Throughout the 1980s, the Mumbai committee of OEEU had grown increasingly close with Otis management, until a group of militant young workers won the union elections in 1990.

In 1991, an increase in workplace accidents led to workers giving press interviews and forming an India-wide federation. In response, Otis stopped the payment of some wages and filed charges against workers.

In 1992, an Otis trainee died on the job due to orders to violate workplace safety protocols. OEEU organised protests in response, forcing the company to permanently take on 98 temporary workers and to stop their recruitment for permanent jobs. This had been a problem for several years at that point. In that year, Otis signed a bargaining agreement with rival union Bharatiya Kamgar Sena (BKS), giving management free hand. On February 2, 1994, BKS members attacked protesting workers inside the factory, after which Otis locked out all workers not willing to accept the bargaining agreement until the end of 1994. During the lockout, Otis increasingly employed unskilled contract workers to service maintenance contracts, leading to several accidents, including a fatal one, in 1994. During this time, OEEU organised temporary workers and workers coming from Mumbai's outskirts.

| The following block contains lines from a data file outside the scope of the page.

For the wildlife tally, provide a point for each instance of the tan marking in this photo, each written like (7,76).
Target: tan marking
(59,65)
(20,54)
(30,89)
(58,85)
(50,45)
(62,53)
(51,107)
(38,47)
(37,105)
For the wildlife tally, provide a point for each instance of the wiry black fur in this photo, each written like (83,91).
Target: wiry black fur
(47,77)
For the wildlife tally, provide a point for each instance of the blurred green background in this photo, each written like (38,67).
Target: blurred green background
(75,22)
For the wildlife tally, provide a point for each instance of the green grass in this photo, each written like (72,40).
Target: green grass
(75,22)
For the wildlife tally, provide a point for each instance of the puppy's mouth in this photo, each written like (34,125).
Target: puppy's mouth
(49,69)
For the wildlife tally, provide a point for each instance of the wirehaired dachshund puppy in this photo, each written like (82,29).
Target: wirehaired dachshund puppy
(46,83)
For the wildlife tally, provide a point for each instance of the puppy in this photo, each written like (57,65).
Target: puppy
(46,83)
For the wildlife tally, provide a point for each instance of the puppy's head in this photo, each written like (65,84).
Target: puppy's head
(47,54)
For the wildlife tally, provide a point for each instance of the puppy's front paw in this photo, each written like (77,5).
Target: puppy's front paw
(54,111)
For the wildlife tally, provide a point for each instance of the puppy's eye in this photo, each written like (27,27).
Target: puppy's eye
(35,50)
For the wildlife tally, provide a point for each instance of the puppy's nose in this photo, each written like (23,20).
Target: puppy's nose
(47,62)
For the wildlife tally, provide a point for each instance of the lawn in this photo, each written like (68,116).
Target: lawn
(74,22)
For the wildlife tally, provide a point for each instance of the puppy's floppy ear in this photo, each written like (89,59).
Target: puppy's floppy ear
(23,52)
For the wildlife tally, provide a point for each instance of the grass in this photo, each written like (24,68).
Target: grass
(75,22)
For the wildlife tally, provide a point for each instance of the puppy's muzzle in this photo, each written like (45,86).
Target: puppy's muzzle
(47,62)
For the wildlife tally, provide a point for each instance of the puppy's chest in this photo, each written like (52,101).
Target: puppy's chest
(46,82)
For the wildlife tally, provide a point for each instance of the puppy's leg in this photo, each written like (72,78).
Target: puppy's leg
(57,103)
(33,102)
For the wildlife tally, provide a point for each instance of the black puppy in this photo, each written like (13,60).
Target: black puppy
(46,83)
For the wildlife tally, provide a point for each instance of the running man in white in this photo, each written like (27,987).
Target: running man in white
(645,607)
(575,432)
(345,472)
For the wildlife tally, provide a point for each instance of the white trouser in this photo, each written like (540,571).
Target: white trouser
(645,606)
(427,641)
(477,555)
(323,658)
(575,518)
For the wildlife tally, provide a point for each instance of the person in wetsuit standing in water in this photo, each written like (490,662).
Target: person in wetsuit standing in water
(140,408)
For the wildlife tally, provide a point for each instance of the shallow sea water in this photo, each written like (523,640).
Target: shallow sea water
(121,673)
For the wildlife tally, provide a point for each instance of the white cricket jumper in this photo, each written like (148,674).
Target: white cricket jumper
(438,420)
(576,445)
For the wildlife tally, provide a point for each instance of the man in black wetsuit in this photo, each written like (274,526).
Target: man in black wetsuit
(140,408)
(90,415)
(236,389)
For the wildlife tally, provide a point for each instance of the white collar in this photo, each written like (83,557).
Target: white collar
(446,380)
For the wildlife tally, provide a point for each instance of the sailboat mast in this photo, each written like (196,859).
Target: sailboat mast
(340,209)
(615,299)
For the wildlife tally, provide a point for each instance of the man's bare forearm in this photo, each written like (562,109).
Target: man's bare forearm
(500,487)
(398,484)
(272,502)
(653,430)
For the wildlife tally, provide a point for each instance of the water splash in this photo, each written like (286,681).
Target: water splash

In 1998, two Otis workers died on the job in separate incidents in Mumbai. This led to a public discussion about the lack of safety training for contract workers at the company and an investigation by Lokhshahi Hakk Sanghatana, which demanded that company management should be prosecuted for their negligence. In another report from 2001, the organisation found that five Otis subcontractors had died on the job over the preceding two years.